J’ai découvert le roman de Sergio Chejfec (écrivain argentin, né en 1956, mort en 2022), Mes deux mondes, par le livre de Vila-Matas, Chet Baker pense à son art[1]. Livre important, je pense, pour qui veut écrire, pour qui se pose des questions sur la littérature. Dans cet essai, dont une partie sera reprise en préface de la première édition du roman de Chejfec, Vila-Matas pose deux bornes au roman, Finnegans Wake de Joyce et Monsieur Hire de Simenon. Deux auteurs importants, et qui, en effet, ont deux approches non pas opposées, mais différentes, du roman. La voie Finnegans Wake, peu utilisée par nos romanciers, la voie Monsieur Hire, plus empruntée. Et entre les deux, il place Mes deux mondes.
Il n’est pas question de savoir s’il y a une bonne voie, et chaque romancier doit trouver sa voix et sa voie. Mais ce que pose avec perspicacité Vila-Matas, me semble-t-il, c’est qu’il y a une voie entre Joyce et Simenon, et qu’elle doit être empruntée, qu’elle doit encore être explorée. Il y a de grands défricheurs, bien sûr, Pynchon, Gaddis, Gass, Bolano, Saer, Gadda, et j’en passe, mais ne tendent-ils pas trop vers Finnegans Wake ? Le juste chemin n’est pas encore emprunté, si ce n’est de manière massive, du moins de manière fluide, par les romanciers. Il y a le rêve Joyce, tout romancier voudrait écrire un autre Ulysse, mais tout romancier voudrait aussi pouvoir toucher ses lecteurs comme le fit Simenon. Tout écrivain dit qu’il admire Joyce, mais il écrit comme… (mettez là le nom d’un écrivain qui écrit de manière plate); et je ne pense pas que Simenon écrive de manière plate, loin de là.
Les éditions do se posent cette question, et à feuilleter leur catalogue, à lire les livres que ces éditions publient, à lire aussi leurs intentions sur leur site internet, on saisit où ils vont : dans cette voie médiane proposée par Vila-Matas. Voie empruntée par des auteurs étrangers principalement (on pourra se poser la question de savoir pourquoi les romanciers français sont si frileux d’emprunter cette voie – mais ceci est un autre débat et qui mériterait une ample enquête).
Je reviens à Sergio Chejfec et à Mes deux mondes que republient, justement, les éditions do.

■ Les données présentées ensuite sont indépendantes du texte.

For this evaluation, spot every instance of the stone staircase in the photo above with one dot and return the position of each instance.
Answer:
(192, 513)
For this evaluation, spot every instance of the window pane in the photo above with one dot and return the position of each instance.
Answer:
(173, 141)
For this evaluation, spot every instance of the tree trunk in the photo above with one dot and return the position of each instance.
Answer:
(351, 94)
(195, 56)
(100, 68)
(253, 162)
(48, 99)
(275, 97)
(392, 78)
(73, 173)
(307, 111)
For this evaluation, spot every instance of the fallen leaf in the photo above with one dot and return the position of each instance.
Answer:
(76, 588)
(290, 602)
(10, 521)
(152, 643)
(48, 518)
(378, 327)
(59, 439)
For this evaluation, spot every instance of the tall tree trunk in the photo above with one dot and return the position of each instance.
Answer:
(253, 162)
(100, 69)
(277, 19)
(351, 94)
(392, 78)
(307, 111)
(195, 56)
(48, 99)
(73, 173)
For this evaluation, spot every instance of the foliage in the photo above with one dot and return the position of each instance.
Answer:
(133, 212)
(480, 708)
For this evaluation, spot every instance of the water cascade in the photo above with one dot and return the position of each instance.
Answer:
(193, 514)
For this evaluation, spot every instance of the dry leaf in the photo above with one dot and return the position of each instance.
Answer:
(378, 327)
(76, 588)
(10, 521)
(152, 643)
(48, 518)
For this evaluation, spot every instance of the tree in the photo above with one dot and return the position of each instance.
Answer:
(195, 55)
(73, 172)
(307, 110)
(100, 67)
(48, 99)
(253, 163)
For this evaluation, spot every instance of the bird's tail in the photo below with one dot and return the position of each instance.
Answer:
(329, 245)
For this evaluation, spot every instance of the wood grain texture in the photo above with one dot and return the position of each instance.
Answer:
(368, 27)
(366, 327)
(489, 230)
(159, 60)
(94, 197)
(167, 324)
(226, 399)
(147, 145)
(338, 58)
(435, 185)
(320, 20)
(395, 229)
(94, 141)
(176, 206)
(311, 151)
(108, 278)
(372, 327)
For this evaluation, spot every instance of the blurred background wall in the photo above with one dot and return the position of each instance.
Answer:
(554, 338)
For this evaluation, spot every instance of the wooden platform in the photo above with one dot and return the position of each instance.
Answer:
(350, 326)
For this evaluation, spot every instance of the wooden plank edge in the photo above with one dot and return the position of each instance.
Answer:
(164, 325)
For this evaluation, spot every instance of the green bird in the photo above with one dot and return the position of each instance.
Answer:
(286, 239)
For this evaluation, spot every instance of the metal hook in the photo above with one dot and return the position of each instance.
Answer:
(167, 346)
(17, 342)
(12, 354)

Ce livre était absent des librairies depuis sa première édition, en 2011, par les éditions Passage du Nord-Ouest, qui était une excellente maison d’édition, proposant des livres ébouriffants.
Le roman de Chejfec, j’ai réussi à me le procurer dans une librairie qui savait ce qu’était un “fond”, c’est-à-dire avoir en rayon, non pas que des nouveautés, mais aussi des livres de qualités… mais ceci aussi est un autre débat, ou peut-être le même d’ailleurs.
Il ne m’a pas paru étonnant que les éditions do republient ce roman qui trouve sa place dans leur beau catalogue. Cela était même évident, en fait.
Mes deux mondes raconte une promenade dans un parc d’une ville brésilienne. Mais comme on peut s’en douter, tout cela n’est qu’un prétexte. Un pré-texte à poser une voix qui va traverser les voies qui bifurquent du parc brésilien. On a vu intrigue plus mince, il est vrai. Mais on n’avait pas encore lu, avec autant de brio, de conviction, une telle volonté, chez un écrivain, non pas d’en épuiser les possibilités (comme aurait pu le faire Perec, par exemple), mais d’en proposer une esthétique, donc une éthique, celle de la marche, de la déambulation, du hasard… car en marchant, en écrivant, le narrateur (l’auteur ?) devient écrivain.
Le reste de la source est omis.